By the numbers, Shanghai has been an exemplar of how to save lives during a pandemic. Despite the city’s more than 400,000 Covid-19 infections, just 17 people have died, according to officials, statistics they have touted as proof that their strategy of strict lockdowns and mass quarantines works.

But those numbers may not give a complete picture of the outbreak’s toll. China typically classifies Covid-related deaths more narrowly than many other countries, labeling some chronically ill patients who die while infected as victims of those other conditions.

In addition, a nearly three-week lockdown of China’s biggest city has limited access to medicine and care for other illnesses. A nurse who suffered an asthma attack died after being denied care because of virus controls.

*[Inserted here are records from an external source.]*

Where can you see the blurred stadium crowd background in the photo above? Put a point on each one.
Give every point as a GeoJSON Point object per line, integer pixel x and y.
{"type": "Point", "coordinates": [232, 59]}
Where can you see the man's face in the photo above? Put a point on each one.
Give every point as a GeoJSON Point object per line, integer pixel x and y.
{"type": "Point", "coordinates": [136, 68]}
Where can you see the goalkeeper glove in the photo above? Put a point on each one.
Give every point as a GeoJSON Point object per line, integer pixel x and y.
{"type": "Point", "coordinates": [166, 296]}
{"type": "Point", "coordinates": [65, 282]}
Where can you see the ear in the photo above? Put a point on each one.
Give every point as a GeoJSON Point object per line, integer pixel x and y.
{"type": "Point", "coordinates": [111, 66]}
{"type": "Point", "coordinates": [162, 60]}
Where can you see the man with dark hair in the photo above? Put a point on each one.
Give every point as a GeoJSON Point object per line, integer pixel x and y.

A 90-year-old man died of complications from diabetes after being turned away from an overwhelmed hospital.

“If, at the time, he had been able to get treatment, he probably would have survived,” said the man’s granddaughter, Tracy Tang, a 32-year-old marketing manager.

Residents and frontline workers have also been pushed to their limits by the policies. A hospital worker started bleeding internally after long hours conducting mass testing; she, too, died.

A medical worker collecting a swab from a resident at a makeshift testing site inside a residential compound under lockdown in Shanghai on Tuesday.Credit…Xihao Jiang/Reuters

It may never become clear how many similar stories there are. China does not release information on excess deaths, defined as the number of deaths — from Covid as well as other causes — exceeding the expected total in a given period. Public health scholars say that figure more accurately captures losses during the pandemic, as countries define Covid-related deaths differently.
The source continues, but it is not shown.